Le mal du pays, ou « le petit coup de mou »

Les premières semaines ici étaient vraiment magiques. Je voulais sortir, découvrir, je me sentais tellement légère, sans aucune contraintes. Seulement, au fil des semaines, je me rends compte que l’enseignement n’est vraiment pas ma passion. Les enfants sont mignons, ils sont actifs quand le sujet les intéresse, c’est à dire une fois sur 5. C’est vraiment difficile de trouver des sujets captivants, qui plairont à tous.

Donc, j’ai commencé à me réveiller le matin en me disant: « Oh non… » puis peu à peu j’ai perdu mon enthousiasme. Je parle moins, je ris moins. Puis je suis allée faire mon premier tatouage. Et là, deux jours plus tard, les doutes sont arrivés.

« Est-ce que j’ai bien fait? » « Est-ce qu’il est joli? » « Il y a quelques défauts par rapport au dessin original… » « Est-ce que je vais l’aimer toute ma vie? »

Pourtant cela fait 3 ans maintenant que je rêve de me faire tatouer. Et un petit chat, dans le style encre de chine, ça me paraissait original et le chat a beaucoup de significations pour moi. Beaucoup me disent qu’il est vraiment joli, délicat, simple, artistique, qu’il me correspond (oui tout le monde connaît mon amour démesuré pour les chats). Et c’est vrai qu’il est joli. Mais c’est à ce moment qu’entrent en jeu mes « crises d’angoisses ». Cela fait maintenant 5 ans que j’en ai, au moins une fois par année. Et dés que je ne me sens pas bien, incertaine, il suffit d’un élément déclencheur (ici, le tatouage) et je tombe dans une crise de panique perpétuelle. J’ai la gorge serrée, la tête qui bourdonne, les mains qui tremblent, des questions qui tournent sans arrêt dans ma tête. Le pire, c’est de dormir, car je sais qu’au réveil mes angoisses vont recommencer et que je vais me réveiller avec le coeur qui bat trop vite et un stress que je n’arrive pas à gérer.

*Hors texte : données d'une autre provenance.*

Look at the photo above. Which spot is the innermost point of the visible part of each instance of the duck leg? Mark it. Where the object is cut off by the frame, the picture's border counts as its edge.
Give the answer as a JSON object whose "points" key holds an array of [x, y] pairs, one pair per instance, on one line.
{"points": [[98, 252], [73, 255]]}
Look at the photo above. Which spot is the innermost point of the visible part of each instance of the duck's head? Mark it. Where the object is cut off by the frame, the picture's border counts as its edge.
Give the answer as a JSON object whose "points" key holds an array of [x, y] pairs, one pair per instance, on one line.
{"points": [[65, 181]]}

Alors pour me rassurer, je me dis: « Au pire, je peux toujours le faire enlever, ce tatouage… ». Et oui, je peux. Mais pas avant de partir en Afrique du Sud, car je n’ai que deux semaines en Suisse. Alors ma tête me dit: « Ce tatouage a déclenché tes crises au Vietnam, peut-être qu’il les déclenchera aussi en Afrique. » Oui, je sais, c’est compliqué.

J’ai l’impression de traverser un tunnel sans fin. Je me souviens des premières semaines ici, pendant lesquelles j’ai ressenti un tel bonheur et un tel soulagement, et maintenant, c’est l’opposé. Je me sens oppressée et je ne sais pas comment faire pour me calmer. Je ne trouve de réconfort nulle-part, même dormir ne me soulage pas.

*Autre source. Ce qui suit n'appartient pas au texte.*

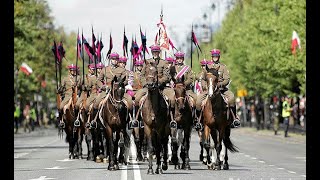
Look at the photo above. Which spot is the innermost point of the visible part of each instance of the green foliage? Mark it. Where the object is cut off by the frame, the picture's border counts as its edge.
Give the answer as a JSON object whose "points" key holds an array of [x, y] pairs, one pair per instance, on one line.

Comment faire pour retrouver l’état dans lequel j’étais au départ? Juste respirer, et attendre que la crise ne passe? Mais c’est tellement fatiguant… Je m’en veux d’être aussi sensible. Je m’en veux d’avoir des angoisses ici, au Vietnam. Je me sens… démunie. Déprimée.

Le pire, c’est que demain, c’est mon anniversaire. Mon 20ème anniversaire, et je vais le fêter ici, au Vietnam. Et je ne me sentirai pas bien. Alors là, ma tête me dit: « C’est à cause du tatouage.. » et « tu devrais le regretter… ». C’est un cercle vicieux dont je n’ai pas encore trouvé la sortie. Et cette fois, je ne suis pas à la maison, je n’ai pas mes repères, je ne trouve rien pour me calmer. Je passe mon temps à comparer l’image originale et mon tatouage, même si cela ne changera rien, et même si cela le rend plus unique. Quand je regarderai ce tatouage dans 10 ans, je penserai à ce voyage, mais aussi à d’autres souvenirs qui sont précieux pour moi. C’est comme cela que je devrais penser.

Voilà, écrire ce texte me serre la gorge et me fait monter les larmes aux yeux, mais ce voyage n’est pas que bonheur et découverte, comme je l’aurai pensé, comme je l’aurai voulu.